Autorem mapy był turecki admirał Piri Ibn Hadżi Memmed (urodzony między 1965 a 70, zm. 1553), znany bardziej jako Piri Reis (słowo reis w języku tureckim oznacza kapitana – przyp. red.). W 1521 roku wydał on atlas zawierający setki map, nazwany Kitāb-ı Baḥrīye (Księgi Morza).
Z dużą dokładnością nakreślona została tam prawie cała Europa, północna i zachodnia Afryka, rejony dzisiejszego Bliskiego Wschodu, Indie oraz wybrzeże dopiero co odkrytej Ameryki. Przez kilka lat Piri aktualizował swoje mapy, jednak dość szybko popadły one w zapomnienie.
Zagubiona mapa
Mapy odzyskały swą sławę, kiedy badacz Gustav Adolf Deissmann (1866–1937) przypadkiem odnalazł je w bibliotece pałacu Topkapi w Istambule. Znalezisko datuje się na 1513 rok, kiedy znane już były odkrycia geograficzne z rejonów Nowego Świata z końca XV i początku XVI wieku. Według informacji, które Piri Reis umieścił w atlasie, przy tworzeniu map korzystał nie tylko z własnej wiedzy, lecz także z wielu dostępnych wtedy źródeł.
Studiował prawdopodobnie aż 20 różnych map, w tym osiem starożytnych map Ptolemeusza, arabską mapę Indii, cztery najnowsze portugalskie mapy oraz tę stworzoną przez samego Krzysztofa Kolumba (1451–1506). W dolnej części odnalezionej mapy skrywa się jednak coś, co czyni ją naprawdę wyjątkową. Piri umieścił tam ląd, o którego istnieniu nie donoszą żadne źródła z tamtego okresu. Jaka część świata została uwieczniona na mapie?
Można przypuszczać, że chodziło o Antarktydę, jednak ta w XVI wieku od tysiącleci skuta była lodem, a na mapie widoczne jest wybrzeże bez pokrywy lodowej.
Zadziwiające odkrycie
Włoski historyk Diego Cuoghi (ur. 1955) twierdzi, że Piri mógł po prostu niedokładnie odzwierciedlić wybrzeże południowej Brazylii, Urugwaju i Argentyny. Gdyby kartograf rzeczywiście kreślił Antarktydę, na mapie powinien się znaleźć przylądek Horn oraz cieśnina Drake’a łącząca Ocean Atlantycki z Oceanem Spokojnym. Tych tam jednak nie ma.
Niedawne odkrycie naukowców przynosi jednak kolejne zaskoczenie. Kiedy porównali oni stworzone przy pomocy nowoczesnych technologii mapy wybrzeża Antarktydy, okazało się, że w znacznym stopniu zgadzają się one z mapą Piriego!

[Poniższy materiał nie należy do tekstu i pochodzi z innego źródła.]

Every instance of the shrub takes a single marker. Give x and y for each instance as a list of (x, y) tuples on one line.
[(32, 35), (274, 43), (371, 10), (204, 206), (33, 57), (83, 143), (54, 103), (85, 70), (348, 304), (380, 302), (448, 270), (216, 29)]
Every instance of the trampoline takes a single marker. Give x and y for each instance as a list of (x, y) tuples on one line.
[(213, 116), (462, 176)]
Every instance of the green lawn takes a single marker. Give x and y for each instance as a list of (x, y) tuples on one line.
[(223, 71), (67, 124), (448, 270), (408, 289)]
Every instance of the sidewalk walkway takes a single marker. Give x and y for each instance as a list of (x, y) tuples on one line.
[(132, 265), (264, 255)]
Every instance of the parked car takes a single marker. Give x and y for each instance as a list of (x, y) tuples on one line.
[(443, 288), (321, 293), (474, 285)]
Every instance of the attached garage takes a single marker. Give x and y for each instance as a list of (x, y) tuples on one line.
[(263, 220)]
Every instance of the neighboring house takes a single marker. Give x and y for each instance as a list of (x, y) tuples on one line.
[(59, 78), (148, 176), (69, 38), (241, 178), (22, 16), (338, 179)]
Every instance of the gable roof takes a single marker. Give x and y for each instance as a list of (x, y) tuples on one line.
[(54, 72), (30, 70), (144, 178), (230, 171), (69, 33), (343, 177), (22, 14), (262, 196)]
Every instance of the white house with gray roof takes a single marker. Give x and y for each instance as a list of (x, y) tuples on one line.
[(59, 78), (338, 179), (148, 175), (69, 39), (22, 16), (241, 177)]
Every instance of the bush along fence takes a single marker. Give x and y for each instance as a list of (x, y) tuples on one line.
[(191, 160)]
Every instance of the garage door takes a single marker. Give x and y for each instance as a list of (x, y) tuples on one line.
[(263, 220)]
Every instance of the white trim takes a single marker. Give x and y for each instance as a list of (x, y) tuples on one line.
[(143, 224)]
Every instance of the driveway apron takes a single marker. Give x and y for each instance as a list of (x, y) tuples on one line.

Południowy ląd z atlasu stworzonego w 1513 roku do złudzenia przypomina Ziemię Królowej Maud na Antarktydzie.
Badacze czekają jednak z ostatecznymi wnioskami na wyniki kolejnych badań. Pojawiło się pytanie, skąd admirał Piri mógł czerpać informacje o tak trudno dostępnym kontynencie?
Czy to Atlantyda?
Badacz Charles Hapgood (1904–1982) był zwolennikiem innej teorii dotyczącej mapy, zwanej teorią Królów Morza. Według jego założeń na Antarktydzie jeszcze przed jej zlodowaceniem, czyli około 15-25 tysięcy lat temu, mogła żyć wysoko rozwinięta cywilizacja. Położenie kontynentu znacznie różniło się jednak od dzisiejszego – Antarktyda znajdować się miała 3 tysiące kilometrów wyżej na północ, a na swoje aktualne miejsce dostała się dopiero później, w wyniku ruchu płyt tektonicznych.
Czy nakreślony na mapie Piriego ląd to tajemnicza Atlantyda? Miejmy nadzieję, że niedługo naukowcy wyjaśnią tę zagadkę.